The move reflects a trend that first emerged at the height of the pandemic. Stock trading was aided by low-cost apps like Robinhood that facilitated trading. At the time, memetic stock trading was thought to be by hobbyists stuck with checks to fuel their household budgets in order to overthrow Wall Street trading firms they felt were rigging the financial system. But even as pandemic restrictions are lifted, memetic strains continue to garner attention.
“The view of having more time on hand and cash from stimulus checks is more complex and what I think is more tied to the easing of financial conditions,” investment director Alex Leonard said. It’s a simple explanation of what’s going on,” said Raf in London.
Trading ferocity appears to be disconnected from the underlying health of the company investors are betting on. But experts say that at least some of the driving forces behind the broader market rally over the past two months are at work.
Inflation has fallen, the Fed may ease pace of rate hikes, and signs that the U.S. economy remains strong will boost investor confidence and ease restrictive financial conditions is starting to After weathering the worst crash of the year, memetic stock traders are also back on the market.
Americas head George Cattrambourn said: “Retail investors saw the rally last month from their June lows and want to be a part of it, and frankly don’t want to miss the chance. I think it has a lot to do with being afraid,” he said. Trading and Chief Operating Officer of DWS Group.
The memestock target type remains the same. Typically, the focus is on companies with a small number of shares outstanding (companies with easy price volatility) or underperforming companies that traditional investors have been betting on. Memetic stock traders flock to social media platforms like Reddit to try to boost stock prices, punish others who bet on the collapse of their favorite companies, and exact revenge on what they see as the ruling establishment. .
Chris Murphy, co-head of derivatives strategy at Susquehanna Financial Group, said: “I think the ability to share information, the fear of missing out, and the ability to coordinate online transactions is underrated.”
Joe Saluzzi, co-founder of Themis Trading and a follower of high-frequency trading issues, observed the recent rally in meme stocks from the sidelines.
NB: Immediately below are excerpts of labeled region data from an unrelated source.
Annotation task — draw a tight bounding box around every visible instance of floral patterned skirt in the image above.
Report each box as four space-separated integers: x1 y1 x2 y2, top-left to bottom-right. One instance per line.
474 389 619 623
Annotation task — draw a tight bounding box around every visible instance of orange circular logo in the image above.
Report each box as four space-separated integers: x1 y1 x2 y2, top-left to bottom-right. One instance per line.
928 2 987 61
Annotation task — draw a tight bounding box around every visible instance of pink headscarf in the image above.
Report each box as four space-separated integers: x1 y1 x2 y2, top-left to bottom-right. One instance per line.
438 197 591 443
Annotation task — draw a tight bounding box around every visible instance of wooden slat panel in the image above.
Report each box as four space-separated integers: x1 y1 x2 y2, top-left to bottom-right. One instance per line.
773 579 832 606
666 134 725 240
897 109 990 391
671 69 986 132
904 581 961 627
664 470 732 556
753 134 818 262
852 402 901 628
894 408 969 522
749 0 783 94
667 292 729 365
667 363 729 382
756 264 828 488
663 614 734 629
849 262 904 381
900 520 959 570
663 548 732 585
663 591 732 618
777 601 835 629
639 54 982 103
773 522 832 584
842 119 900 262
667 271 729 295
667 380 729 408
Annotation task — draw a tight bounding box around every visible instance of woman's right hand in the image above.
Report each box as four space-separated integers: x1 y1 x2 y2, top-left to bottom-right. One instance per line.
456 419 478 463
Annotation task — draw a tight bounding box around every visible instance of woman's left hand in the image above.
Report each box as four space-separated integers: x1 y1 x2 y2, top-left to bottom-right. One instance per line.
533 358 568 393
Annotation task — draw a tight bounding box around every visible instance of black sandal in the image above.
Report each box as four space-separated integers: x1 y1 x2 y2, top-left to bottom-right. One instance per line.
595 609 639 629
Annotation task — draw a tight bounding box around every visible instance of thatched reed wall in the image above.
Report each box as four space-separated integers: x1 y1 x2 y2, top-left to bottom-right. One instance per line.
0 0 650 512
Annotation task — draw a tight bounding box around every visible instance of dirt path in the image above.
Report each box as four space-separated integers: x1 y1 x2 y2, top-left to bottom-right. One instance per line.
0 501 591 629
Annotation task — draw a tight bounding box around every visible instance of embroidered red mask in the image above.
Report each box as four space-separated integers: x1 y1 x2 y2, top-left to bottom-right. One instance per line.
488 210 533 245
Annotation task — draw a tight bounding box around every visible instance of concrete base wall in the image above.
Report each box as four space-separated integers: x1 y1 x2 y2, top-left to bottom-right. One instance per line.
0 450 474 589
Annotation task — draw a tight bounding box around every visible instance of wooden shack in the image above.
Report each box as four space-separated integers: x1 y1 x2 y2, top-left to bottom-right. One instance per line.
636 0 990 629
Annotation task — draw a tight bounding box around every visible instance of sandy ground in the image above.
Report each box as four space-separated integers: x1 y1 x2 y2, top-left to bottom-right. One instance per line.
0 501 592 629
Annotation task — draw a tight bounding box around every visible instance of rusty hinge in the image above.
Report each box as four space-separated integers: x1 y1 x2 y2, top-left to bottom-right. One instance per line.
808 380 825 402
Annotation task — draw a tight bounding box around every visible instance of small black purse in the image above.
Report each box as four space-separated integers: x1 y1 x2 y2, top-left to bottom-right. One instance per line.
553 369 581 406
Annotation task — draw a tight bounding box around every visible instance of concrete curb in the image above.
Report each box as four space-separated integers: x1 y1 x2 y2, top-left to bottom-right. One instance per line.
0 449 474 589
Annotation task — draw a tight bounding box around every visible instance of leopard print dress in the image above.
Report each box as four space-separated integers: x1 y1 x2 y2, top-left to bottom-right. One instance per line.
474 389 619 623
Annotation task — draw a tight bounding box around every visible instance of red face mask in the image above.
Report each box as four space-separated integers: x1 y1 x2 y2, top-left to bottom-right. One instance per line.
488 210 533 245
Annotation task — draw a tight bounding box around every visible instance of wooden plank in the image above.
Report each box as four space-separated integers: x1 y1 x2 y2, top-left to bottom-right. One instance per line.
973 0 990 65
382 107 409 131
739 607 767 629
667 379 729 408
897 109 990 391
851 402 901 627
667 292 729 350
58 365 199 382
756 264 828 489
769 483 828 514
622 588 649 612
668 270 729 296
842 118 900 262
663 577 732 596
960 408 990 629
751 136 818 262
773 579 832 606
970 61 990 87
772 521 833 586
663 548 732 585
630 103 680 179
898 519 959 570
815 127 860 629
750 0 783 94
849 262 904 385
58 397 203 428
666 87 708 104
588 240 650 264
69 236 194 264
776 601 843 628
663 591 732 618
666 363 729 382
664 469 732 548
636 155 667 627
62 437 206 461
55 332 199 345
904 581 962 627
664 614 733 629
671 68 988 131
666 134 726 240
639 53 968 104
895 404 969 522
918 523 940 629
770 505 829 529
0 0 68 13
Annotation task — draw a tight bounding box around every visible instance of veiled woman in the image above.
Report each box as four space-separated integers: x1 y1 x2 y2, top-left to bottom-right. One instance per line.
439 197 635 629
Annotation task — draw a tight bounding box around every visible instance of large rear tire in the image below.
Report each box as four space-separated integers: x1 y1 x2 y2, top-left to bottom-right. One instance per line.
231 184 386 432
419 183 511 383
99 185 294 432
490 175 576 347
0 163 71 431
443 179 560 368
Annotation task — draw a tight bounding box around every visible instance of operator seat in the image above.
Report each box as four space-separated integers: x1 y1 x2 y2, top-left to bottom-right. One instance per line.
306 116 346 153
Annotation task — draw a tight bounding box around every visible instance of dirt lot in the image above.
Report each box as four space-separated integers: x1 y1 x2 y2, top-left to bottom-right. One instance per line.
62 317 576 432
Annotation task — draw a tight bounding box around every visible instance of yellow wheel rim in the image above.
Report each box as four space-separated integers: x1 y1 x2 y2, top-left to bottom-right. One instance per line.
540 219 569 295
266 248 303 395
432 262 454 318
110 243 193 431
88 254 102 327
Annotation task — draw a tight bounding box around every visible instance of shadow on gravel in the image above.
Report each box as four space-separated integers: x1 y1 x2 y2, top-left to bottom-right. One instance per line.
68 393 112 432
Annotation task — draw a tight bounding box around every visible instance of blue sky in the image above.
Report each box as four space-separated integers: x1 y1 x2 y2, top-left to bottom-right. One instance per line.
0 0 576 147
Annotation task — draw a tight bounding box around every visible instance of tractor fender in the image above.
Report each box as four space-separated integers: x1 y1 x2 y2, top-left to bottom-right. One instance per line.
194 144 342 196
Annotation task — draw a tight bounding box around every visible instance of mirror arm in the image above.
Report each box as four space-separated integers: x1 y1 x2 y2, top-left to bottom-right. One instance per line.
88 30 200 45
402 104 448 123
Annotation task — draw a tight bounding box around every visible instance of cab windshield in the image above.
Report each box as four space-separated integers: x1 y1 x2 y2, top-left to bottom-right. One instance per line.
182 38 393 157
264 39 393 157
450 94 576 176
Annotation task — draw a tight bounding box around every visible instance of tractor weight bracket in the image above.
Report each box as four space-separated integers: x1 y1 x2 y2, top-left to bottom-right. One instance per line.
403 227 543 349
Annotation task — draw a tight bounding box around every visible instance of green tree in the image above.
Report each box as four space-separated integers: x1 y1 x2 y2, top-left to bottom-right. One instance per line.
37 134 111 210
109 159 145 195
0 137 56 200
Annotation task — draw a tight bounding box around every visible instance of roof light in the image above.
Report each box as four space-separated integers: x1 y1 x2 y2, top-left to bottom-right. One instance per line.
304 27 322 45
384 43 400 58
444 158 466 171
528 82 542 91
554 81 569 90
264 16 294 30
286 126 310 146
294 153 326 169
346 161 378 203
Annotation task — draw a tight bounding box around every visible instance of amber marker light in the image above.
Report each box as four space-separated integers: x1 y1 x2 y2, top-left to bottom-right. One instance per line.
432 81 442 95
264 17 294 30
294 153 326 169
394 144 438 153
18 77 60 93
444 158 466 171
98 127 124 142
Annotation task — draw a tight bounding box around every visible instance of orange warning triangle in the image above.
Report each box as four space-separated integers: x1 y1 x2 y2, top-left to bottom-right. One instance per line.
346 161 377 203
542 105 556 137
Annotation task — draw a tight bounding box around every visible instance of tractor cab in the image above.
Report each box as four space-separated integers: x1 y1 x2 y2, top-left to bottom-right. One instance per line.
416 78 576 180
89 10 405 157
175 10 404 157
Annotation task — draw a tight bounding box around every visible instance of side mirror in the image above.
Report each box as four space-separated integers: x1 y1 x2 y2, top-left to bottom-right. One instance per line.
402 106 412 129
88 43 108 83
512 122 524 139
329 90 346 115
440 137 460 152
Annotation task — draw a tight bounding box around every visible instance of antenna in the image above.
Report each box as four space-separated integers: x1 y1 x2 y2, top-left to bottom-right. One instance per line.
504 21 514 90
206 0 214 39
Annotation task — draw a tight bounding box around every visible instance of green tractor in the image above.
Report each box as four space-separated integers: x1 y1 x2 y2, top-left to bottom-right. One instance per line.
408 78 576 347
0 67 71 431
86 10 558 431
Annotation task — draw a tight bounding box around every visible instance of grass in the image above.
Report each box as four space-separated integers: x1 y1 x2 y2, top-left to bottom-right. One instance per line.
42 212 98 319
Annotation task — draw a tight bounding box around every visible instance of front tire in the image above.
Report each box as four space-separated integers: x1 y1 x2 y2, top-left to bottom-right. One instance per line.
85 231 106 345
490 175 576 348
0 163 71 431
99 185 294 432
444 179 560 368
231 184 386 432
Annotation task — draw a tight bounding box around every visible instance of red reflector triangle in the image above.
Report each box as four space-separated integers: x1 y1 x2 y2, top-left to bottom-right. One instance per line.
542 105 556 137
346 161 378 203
Meme gatherings have become part of the market, he said, but appear to be shrinking in size. For example, AMC’s market value soared to nearly $27 billion when he emerged as a memetic stock in mid-2021. But Bed Bath & Beyond’s market cap only increased by $1.4 billion this week.
Regulators have not yet intervened. Saluzzi says the SEC has taken a long look at GameStop and hasn’t made any changes yet, but SEC Chairman Gary Gensler said he plans to trade more stocks in June. centralized, he said. Individuals are fairer.
“I don’t know what you’re trying to do,” Mr. Saluzzi said. “Trading is trading and people like it. I don’t know if I can tell them not to.”